Der Hügel, der im Mittelpunkt des Wirbels entstand, wuchs an Höhe und Breite, während er sich drehte wie ein tanzender Derwisch.
Das Flugzeug näherte sich zu einem weiteren Überflug. Austin eilte ins Cockpit.
»Bringen Sie uns so schnell wie möglich in die Höhe. Und dann weg von diesem Ort.«
Der Pilot ging mit der 747 in einen steilen Steigflug.
Die Wassersäule erinnerte Austin an Fotos von Atombombentests im Pazifik.
Eine mit panischer Angst erfüllte Stimme drang krächzend aus dem Lautsprecher des Funkgeräts. »Mayday! Mayday! Melden Sie sich! Mayday!«
Austin lieh sich das Funkmikrofon. »Mayday empfangen.«
»Hier ist Gant auf der Polar Adventure.«Er musste brüllen, um bei dem Getöse im Hintergrund gehört zu werden.

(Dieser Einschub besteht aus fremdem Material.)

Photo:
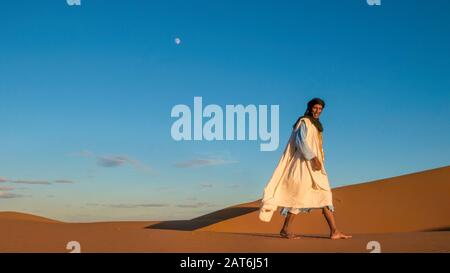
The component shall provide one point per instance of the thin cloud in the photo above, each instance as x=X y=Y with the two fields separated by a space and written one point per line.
x=202 y=162
x=196 y=205
x=62 y=181
x=8 y=195
x=132 y=206
x=37 y=182
x=31 y=182
x=113 y=161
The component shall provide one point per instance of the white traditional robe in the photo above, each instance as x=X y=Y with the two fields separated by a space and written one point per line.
x=294 y=184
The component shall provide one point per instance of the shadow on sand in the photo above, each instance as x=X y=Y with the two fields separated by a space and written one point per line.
x=203 y=221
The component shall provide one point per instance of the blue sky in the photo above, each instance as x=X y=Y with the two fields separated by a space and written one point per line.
x=86 y=94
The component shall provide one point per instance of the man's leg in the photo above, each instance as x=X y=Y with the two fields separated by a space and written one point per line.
x=285 y=230
x=334 y=232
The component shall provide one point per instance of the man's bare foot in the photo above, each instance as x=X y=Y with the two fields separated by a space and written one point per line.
x=287 y=235
x=339 y=235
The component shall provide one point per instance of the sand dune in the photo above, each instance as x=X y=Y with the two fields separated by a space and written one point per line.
x=413 y=202
x=409 y=213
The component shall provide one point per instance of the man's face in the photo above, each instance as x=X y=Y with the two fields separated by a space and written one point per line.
x=316 y=110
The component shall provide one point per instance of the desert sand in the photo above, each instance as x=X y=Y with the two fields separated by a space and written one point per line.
x=409 y=213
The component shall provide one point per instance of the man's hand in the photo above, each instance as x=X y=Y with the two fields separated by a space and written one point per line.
x=316 y=165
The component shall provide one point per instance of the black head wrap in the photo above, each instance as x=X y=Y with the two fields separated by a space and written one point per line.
x=308 y=114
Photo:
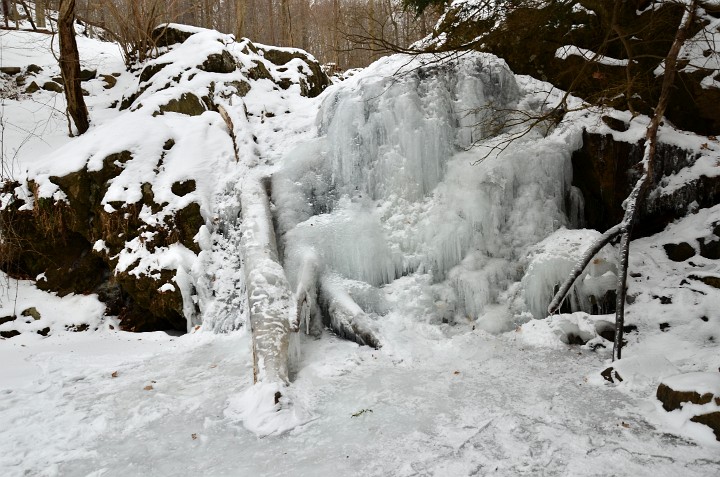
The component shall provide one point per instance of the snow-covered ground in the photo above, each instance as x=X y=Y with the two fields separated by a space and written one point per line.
x=466 y=383
x=443 y=403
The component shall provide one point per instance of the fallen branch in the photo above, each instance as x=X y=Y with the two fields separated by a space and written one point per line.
x=268 y=291
x=344 y=316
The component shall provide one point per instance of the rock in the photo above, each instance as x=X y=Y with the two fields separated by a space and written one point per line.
x=7 y=319
x=640 y=370
x=110 y=81
x=310 y=85
x=615 y=123
x=530 y=48
x=710 y=249
x=183 y=188
x=697 y=388
x=258 y=71
x=151 y=70
x=679 y=252
x=241 y=88
x=63 y=235
x=10 y=70
x=32 y=88
x=187 y=103
x=52 y=86
x=219 y=63
x=33 y=69
x=610 y=375
x=87 y=75
x=32 y=311
x=605 y=170
x=709 y=280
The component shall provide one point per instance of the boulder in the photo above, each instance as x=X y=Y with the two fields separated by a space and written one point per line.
x=110 y=81
x=64 y=233
x=87 y=75
x=33 y=69
x=605 y=170
x=32 y=311
x=700 y=389
x=219 y=63
x=32 y=88
x=187 y=103
x=52 y=86
x=10 y=70
x=679 y=252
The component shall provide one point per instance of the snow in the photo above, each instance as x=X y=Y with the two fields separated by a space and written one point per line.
x=567 y=51
x=551 y=261
x=701 y=383
x=448 y=261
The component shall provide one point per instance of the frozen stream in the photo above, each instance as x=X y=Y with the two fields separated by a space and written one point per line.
x=470 y=404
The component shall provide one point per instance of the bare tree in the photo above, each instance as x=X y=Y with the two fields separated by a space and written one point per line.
x=40 y=13
x=70 y=66
x=637 y=196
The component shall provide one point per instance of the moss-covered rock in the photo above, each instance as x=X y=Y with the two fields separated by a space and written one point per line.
x=58 y=239
x=33 y=69
x=529 y=36
x=605 y=171
x=183 y=188
x=32 y=88
x=151 y=70
x=10 y=70
x=672 y=399
x=310 y=85
x=219 y=63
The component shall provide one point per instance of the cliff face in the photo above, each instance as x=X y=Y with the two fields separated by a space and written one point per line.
x=605 y=170
x=605 y=57
x=127 y=223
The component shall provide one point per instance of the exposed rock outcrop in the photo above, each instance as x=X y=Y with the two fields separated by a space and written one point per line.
x=699 y=390
x=605 y=171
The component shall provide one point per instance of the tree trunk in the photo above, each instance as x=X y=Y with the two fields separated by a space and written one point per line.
x=239 y=19
x=40 y=13
x=271 y=23
x=269 y=296
x=29 y=17
x=637 y=196
x=70 y=66
x=6 y=13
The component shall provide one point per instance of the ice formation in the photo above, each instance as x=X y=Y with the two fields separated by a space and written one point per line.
x=403 y=179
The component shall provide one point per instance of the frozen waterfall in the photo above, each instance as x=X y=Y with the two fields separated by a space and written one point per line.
x=392 y=187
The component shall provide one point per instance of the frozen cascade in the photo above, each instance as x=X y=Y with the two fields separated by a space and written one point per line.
x=388 y=188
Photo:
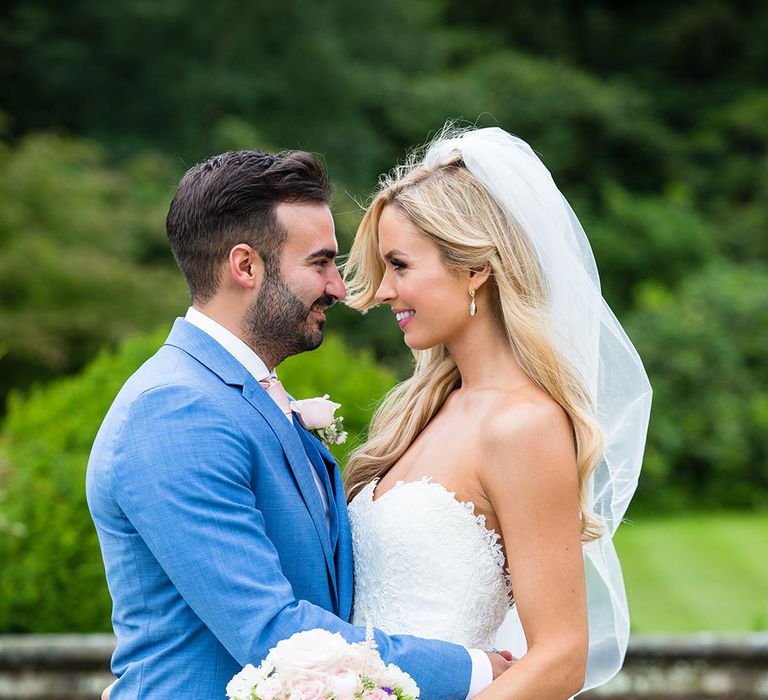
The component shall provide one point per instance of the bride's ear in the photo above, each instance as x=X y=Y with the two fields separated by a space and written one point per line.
x=479 y=276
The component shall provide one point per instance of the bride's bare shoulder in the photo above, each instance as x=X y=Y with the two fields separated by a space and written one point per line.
x=528 y=432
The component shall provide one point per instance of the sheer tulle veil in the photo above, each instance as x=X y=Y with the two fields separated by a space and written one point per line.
x=588 y=334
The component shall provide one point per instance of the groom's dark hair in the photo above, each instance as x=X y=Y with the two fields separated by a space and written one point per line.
x=230 y=199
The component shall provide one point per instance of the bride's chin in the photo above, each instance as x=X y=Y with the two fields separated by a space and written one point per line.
x=419 y=343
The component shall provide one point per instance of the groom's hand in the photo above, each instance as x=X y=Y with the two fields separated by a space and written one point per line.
x=500 y=662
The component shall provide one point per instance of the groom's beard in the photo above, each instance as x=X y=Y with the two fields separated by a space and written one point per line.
x=277 y=324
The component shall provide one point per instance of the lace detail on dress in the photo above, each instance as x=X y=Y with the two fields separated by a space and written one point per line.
x=427 y=565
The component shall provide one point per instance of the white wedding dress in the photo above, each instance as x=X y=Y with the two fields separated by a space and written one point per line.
x=426 y=565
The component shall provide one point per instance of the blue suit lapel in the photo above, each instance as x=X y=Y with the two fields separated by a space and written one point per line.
x=311 y=448
x=344 y=564
x=206 y=350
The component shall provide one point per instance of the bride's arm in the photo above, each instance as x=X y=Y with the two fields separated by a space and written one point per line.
x=530 y=477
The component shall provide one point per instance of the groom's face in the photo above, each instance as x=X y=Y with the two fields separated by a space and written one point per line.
x=288 y=312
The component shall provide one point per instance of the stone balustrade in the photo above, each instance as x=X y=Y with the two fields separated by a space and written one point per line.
x=76 y=667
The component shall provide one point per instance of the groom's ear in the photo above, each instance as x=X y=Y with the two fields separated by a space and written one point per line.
x=246 y=266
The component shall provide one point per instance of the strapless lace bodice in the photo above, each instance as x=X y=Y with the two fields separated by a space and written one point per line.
x=426 y=565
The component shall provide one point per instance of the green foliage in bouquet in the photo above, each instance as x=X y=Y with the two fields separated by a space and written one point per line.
x=704 y=348
x=52 y=578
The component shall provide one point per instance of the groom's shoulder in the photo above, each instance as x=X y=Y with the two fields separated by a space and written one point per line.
x=168 y=379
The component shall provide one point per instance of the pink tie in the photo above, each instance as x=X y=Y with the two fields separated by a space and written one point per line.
x=274 y=388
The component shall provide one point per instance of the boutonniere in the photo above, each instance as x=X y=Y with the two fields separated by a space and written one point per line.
x=316 y=415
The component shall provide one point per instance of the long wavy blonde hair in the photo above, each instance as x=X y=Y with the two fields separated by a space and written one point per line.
x=455 y=211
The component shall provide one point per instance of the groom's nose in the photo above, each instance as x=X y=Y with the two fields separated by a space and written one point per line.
x=335 y=286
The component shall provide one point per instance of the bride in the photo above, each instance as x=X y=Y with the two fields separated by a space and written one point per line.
x=484 y=501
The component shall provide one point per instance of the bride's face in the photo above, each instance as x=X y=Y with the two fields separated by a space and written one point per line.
x=430 y=302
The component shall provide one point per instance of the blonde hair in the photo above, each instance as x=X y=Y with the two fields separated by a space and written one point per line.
x=455 y=211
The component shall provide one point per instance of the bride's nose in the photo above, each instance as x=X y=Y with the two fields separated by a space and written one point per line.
x=386 y=291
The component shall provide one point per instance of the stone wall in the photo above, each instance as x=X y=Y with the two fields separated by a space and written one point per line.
x=76 y=667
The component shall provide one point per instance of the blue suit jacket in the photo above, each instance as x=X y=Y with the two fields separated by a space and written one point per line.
x=213 y=533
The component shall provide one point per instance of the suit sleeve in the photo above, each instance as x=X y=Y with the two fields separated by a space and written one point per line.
x=182 y=475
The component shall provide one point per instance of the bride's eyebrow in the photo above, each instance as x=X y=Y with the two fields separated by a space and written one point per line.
x=394 y=253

»Sieht so aus, als hätten Sie eine grandiose Achterbahnfahrt vor sich«, sagte Austin.
»Wer ist da? Wer sind Sie?«
»Kurt Austin. Wir befinden uns ein paar tausend Fuß über Ihnen. Schauen Sie schnell hoch, denn lange sind wir nicht mehr hier. Übrigens schöne Grüße von Dr. Kovacs.«
Nach einer kurzen Pause war Gants Stimme wieder zu hören. »Was, zum Teufel, geht hier vor, Austin?«
»Wir haben Ihnen eine Dosis des Mittels gegen Polsprünge verpasst. Ich würde sagen, dass Sie und Ihr Partner erledigt sind.«
Gants Entgegnung war nicht zu verstehen und ging in einem ohrenbetäubenden Dröhnen unter.
Austin blickte aus dem Cockpitfenster. Das Schiff saß auf der Spitze der Wassersäule, wo es sich wie ein Kreisel drehte. Austin konnte sich die grauenhafte Szene an Bord nur vage ausmalen. Aber er hatte kein Mitleid mit Margrave und Gant, die nun die Früchte ihrer eigenen teuflischen Saat der Vernichtung ernteten.

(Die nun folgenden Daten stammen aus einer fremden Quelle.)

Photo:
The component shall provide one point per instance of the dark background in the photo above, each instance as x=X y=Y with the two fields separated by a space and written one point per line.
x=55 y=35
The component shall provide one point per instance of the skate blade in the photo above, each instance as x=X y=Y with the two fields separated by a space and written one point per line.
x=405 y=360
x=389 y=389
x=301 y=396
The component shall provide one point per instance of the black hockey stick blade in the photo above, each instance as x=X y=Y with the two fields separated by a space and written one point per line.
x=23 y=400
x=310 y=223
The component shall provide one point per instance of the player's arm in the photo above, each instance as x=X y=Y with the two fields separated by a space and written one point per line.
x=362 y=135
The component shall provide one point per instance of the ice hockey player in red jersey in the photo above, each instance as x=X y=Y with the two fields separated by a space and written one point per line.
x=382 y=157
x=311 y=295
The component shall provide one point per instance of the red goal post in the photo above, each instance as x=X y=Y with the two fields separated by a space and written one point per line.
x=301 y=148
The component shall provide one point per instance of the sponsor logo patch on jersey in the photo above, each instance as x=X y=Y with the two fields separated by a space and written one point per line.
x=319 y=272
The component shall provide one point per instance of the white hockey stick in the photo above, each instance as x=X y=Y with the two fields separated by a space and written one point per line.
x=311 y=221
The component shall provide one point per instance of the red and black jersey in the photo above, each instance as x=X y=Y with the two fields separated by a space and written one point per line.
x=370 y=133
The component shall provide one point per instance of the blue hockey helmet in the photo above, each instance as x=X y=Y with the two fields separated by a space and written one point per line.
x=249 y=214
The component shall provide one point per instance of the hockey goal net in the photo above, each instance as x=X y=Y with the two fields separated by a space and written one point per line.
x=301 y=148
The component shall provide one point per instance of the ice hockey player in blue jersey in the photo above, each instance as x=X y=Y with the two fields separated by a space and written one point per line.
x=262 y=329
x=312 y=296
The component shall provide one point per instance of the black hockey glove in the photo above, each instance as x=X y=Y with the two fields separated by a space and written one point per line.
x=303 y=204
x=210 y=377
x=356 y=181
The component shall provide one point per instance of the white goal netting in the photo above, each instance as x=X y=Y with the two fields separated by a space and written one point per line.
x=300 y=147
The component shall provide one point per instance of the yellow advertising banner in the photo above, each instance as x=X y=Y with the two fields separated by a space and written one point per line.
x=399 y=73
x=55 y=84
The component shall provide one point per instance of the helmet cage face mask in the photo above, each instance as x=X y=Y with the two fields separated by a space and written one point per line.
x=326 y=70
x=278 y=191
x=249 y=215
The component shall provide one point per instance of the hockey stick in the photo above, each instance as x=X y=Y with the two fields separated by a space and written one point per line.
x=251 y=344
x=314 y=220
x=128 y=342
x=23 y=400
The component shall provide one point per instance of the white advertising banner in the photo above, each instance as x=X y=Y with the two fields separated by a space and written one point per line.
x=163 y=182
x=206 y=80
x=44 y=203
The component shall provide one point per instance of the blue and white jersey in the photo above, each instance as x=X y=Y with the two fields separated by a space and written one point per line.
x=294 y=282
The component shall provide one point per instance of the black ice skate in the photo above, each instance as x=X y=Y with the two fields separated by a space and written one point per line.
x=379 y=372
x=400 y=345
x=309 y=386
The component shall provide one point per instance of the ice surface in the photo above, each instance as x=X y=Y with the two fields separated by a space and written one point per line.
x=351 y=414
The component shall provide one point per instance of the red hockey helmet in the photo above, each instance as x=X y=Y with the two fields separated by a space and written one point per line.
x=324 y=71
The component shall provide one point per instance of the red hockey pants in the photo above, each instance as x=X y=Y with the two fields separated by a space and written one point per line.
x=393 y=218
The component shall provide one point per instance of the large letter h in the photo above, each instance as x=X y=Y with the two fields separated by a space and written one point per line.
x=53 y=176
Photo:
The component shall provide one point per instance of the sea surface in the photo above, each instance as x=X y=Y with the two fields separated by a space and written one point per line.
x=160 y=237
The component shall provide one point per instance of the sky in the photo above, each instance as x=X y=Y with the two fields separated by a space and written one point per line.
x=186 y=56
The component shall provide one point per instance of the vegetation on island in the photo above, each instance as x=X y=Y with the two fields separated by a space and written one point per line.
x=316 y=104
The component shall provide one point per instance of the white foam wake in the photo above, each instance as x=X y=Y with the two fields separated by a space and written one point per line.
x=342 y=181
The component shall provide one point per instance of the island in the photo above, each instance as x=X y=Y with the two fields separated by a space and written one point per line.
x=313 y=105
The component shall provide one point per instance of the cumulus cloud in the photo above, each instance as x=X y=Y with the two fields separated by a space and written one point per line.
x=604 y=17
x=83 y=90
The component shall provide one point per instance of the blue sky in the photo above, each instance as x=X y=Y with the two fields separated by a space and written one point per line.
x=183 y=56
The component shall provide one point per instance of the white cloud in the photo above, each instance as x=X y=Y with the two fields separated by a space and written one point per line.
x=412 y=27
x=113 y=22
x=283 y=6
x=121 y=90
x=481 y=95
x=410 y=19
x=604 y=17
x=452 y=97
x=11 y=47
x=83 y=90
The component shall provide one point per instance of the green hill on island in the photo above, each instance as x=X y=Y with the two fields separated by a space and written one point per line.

Während das Flugzeug seinen Kurs änderte und sich von seinem Ziel wie ein riesiger durch die Ozeane wandernder Wal entfernte, geriet es in Turbulenzen, die von den künstlich manipulierten Naturkräften entfesselt worden waren, aber sie waren harmlos im Vergleich mit den Windattacken bei ihrem ersten Anflug. Das Flugzeug stieg ohne einen Zwischenfall bis auf fünfundzwanzigtausend Fuß, wo es wieder auf Geradausflug ging.
Karla presste ihr Gesicht gegen das Fenster, obgleich es außer der normalen Wolkendecke nichts zu sehen gab. Sie wandte sich zu Austin um. Ein benommener Ausdruck lag in ihren Augen.
»Was ist da unten passiert?«, fragte sie.
»Ihr Großvater hatte mit seinen Berechnungen absolut Recht gehabt.«
»Aber was war dieses Ding, diese Wasserfontäne?«
Austin konnte nicht genau sagen, was geschehen war, aber er vermutete, dass das Zusammenwirken elektromagnetischer Impulse vom Schiff und vom Flugzeug unvorstellbare Kräfte freigesetzt hatte.